La fugacidad de Medardo Rosso (1858-1928) El escultor que más se aproximó a una representación fugaz de las cosas visibles fue el italiano Medardo Rosso. Sus temas, absolutamente intrascendentes, como la La edad de oro, que representa a una madre con su hijo, suponen, en sí mismos, un radical distanciamiento de cualquier teoría escultórica sustentada en la interpretación espacial de objetos tangibles, y, por consiguiente, están lejos de ser concebidos como soportes de un discurso literario. Ese sentido sus obras, también realizadas en cera, están en la misma línea que las de Degas, es decir, son fruto de una visión transitoria.

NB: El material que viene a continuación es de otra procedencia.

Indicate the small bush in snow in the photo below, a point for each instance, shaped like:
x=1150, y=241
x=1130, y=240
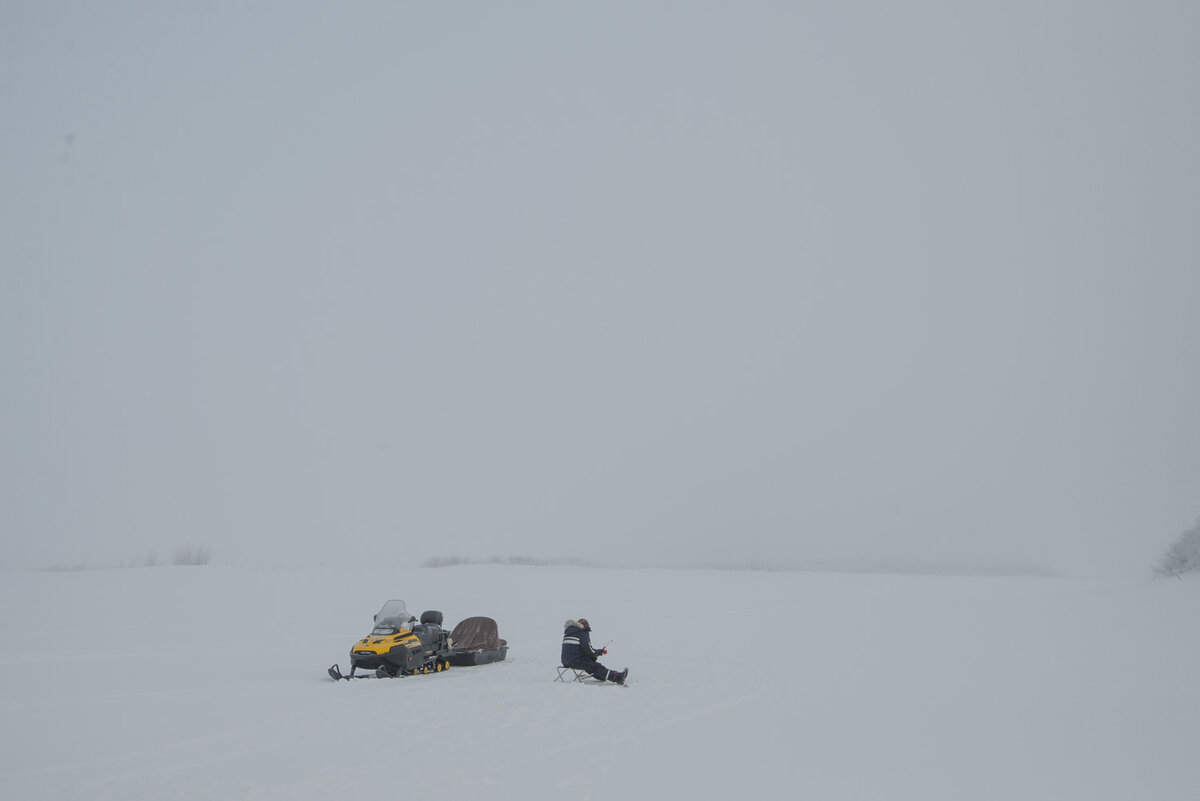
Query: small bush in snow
x=192, y=555
x=1183, y=555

Medardo Rosso: La portera (arriba), 1883; y Niño enfermo (abajo), 1889.

Sin embargo, Rosso fue mucho más allá en dos sentidos, en primer l ugar, en el modelado, que deja de ser compacto para explorar la posibilidad de destruir, al fina, los límites materiales, intuirlos o desvanecerlos como si la pieza fuera verdaderamente un fragmento de la realidad y no un simple ensayo, y, en segundo lugar, en la transformación perceptiva que supone una variable incidencia de la luz sobre el objeto –lo que, de hecho, constituye el paralelismo más cercano del impresionismo- de modo que la pieza adquiere una cierta inmaterialidad, al menos visual, que llega a sugerir una fusión con el espacio circundante. En Niño al sol, de 1892 la variable incidencia de la luz en la superficie traslúcida de la cera, que parece desvanecerse, constituye un elemento esencial de esta obra.